Mistral

Powerful and less restricted Open Source LLMs from Mistral AI

About

Mistral AI, a company known for its innovative AI models, has recently released two significant models: Mistral 7B and Mixtral 8x7B. Mistral 7B is the first dense model released by Mistral AI, with 7.3 billion parameters, while Mixtral 8x7B is a high-quality sparse mixture of experts model (SMoE) with 46.7 billion total parameters, but it only uses 12.9 billion parameters per token during inference. Mixtral 8x7B is designed to be highly efficient, processing input and generating output at the same speed and cost as a 12.9B model. It is pre-trained on data extracted from the open web and supports multiple languages, including French, German, Spanish, Italian, and English. Mixtral 8x7B has been shown to match or outperform other models such as Llama 2 and GPT-3.5 on various benchmarks. Mistral AI has made these models available for download and open-sourced them to empower users to test and refine their applications. The company's focus on open and accessible AI solutions positions it as a significant player in the rapidly evolving AI technology landscape

Features

Mistral 7B

8k token context length

Trained on a smaller dataset with 7 billion parameters

A small language model that costs considerably less than larger models like GPT-4

Mixtral 8x7B

Handles a 32k-token context

Supports multiple languages, including English, French, Italian, German, and Spanish

Capable of coding and, if fine-tuned, can become an instruction-following model, achieving an 8.3 score on the MT-Bench

These models have shown impressive performance, with Mixtral 8x7B matching or outperforming other models like Llama 2 and GPT-3.5 on various benchmarks. Additionally, Mixtral 8x7B has been optimized for instruction following and has a high MT-Bench score, making it a top-performing open-source model

Limitations

Safety Measures: Mistral introduce safety measures causing it to be less restrictive but still more flexible than OpenAI GPTs.
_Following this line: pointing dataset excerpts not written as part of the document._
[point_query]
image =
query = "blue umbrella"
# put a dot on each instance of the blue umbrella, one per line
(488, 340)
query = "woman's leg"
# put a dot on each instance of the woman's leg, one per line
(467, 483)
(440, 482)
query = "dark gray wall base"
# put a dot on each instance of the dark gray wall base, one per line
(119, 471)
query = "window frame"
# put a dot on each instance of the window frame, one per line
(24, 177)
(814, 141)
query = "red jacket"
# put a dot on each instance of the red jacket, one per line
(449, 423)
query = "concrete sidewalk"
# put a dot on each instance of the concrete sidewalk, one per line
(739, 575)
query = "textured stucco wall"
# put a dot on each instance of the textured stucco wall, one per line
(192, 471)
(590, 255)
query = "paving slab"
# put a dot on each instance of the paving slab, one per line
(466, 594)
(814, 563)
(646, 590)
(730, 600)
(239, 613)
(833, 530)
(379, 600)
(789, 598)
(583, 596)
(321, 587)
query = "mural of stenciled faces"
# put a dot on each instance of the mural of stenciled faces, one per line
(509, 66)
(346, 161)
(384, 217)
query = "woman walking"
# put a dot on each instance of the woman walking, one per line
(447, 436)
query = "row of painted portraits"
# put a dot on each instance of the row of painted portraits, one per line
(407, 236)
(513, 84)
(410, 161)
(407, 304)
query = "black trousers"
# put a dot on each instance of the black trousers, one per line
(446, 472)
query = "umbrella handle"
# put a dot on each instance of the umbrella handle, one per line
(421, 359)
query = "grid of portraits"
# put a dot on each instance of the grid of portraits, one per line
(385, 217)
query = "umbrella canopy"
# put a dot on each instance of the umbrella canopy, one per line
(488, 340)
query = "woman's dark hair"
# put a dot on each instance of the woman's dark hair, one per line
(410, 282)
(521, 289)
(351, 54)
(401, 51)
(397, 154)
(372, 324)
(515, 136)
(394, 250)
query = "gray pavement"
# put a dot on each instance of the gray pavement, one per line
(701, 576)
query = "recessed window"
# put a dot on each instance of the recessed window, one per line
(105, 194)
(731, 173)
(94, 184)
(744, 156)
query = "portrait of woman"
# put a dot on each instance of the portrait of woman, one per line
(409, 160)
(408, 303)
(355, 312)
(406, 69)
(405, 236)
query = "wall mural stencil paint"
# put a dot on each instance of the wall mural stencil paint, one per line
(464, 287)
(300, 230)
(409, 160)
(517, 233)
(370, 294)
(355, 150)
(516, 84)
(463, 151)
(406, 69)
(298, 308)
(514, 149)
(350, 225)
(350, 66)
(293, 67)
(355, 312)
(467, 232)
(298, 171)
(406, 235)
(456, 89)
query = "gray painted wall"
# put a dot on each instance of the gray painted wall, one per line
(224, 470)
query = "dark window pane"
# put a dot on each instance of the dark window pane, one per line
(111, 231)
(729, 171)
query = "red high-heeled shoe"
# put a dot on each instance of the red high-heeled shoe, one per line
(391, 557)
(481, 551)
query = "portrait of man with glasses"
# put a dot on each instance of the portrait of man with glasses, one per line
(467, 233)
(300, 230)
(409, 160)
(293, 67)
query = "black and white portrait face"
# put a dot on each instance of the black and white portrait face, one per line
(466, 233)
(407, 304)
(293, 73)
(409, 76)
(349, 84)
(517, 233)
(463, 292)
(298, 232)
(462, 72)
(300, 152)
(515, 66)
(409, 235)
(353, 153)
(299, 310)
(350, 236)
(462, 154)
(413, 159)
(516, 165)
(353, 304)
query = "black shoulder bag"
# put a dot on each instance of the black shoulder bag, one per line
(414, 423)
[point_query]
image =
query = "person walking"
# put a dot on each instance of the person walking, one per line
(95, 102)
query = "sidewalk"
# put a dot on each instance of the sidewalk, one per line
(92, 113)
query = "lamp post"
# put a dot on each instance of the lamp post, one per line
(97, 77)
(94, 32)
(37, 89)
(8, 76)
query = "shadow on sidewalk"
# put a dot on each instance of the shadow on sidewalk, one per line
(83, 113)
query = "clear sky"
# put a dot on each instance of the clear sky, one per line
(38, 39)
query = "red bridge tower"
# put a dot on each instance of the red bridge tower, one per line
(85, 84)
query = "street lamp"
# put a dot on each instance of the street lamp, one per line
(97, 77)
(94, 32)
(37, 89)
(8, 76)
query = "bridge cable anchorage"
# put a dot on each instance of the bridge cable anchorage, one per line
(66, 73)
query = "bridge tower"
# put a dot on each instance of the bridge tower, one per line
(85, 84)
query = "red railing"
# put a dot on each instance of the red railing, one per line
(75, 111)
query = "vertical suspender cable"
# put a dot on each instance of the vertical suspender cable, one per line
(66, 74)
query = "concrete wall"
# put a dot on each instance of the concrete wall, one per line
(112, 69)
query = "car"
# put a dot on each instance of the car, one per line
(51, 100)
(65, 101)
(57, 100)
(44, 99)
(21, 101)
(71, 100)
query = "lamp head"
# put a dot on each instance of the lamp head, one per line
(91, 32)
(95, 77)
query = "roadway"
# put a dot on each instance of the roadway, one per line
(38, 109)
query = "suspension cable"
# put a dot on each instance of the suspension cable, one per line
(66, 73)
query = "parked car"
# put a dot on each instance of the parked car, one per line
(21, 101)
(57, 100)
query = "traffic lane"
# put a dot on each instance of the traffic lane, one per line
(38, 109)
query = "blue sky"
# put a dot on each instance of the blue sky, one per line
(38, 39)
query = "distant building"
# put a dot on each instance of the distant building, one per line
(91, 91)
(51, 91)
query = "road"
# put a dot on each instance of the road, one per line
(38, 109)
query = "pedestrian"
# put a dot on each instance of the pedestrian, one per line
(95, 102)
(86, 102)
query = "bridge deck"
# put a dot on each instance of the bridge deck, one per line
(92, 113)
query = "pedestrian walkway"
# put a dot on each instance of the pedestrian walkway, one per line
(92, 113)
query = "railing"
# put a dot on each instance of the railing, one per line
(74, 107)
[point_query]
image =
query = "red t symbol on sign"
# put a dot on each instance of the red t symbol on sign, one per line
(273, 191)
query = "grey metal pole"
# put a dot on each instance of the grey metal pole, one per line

Factualness: Factual information should be taken with a grain of salt.

Mathematical Reasoning: Mistral models are not good at mathematical reasoning.

Reasoning: Mistal models still falls behind GPT-4 in reasoning but mixtral is said to be better than GPT-3.5.

Usage Tips

System Prompt: Use the system prompt to modify the Mistral behavior. i.e. You are a helpful assistant that responds in concise and clear language.

Temperature: Increase the Temperature if you want more creativity in the generated text.

Top P: Reduce the Top P value if you want more control over the generated text. i.e. Top P = 0.1 will only use the top 10% of the most likely words.

Top K: Reduce the Top K value if you want more control over the generated text. i.e. Top K = 40 will only use the top 40 most likely words.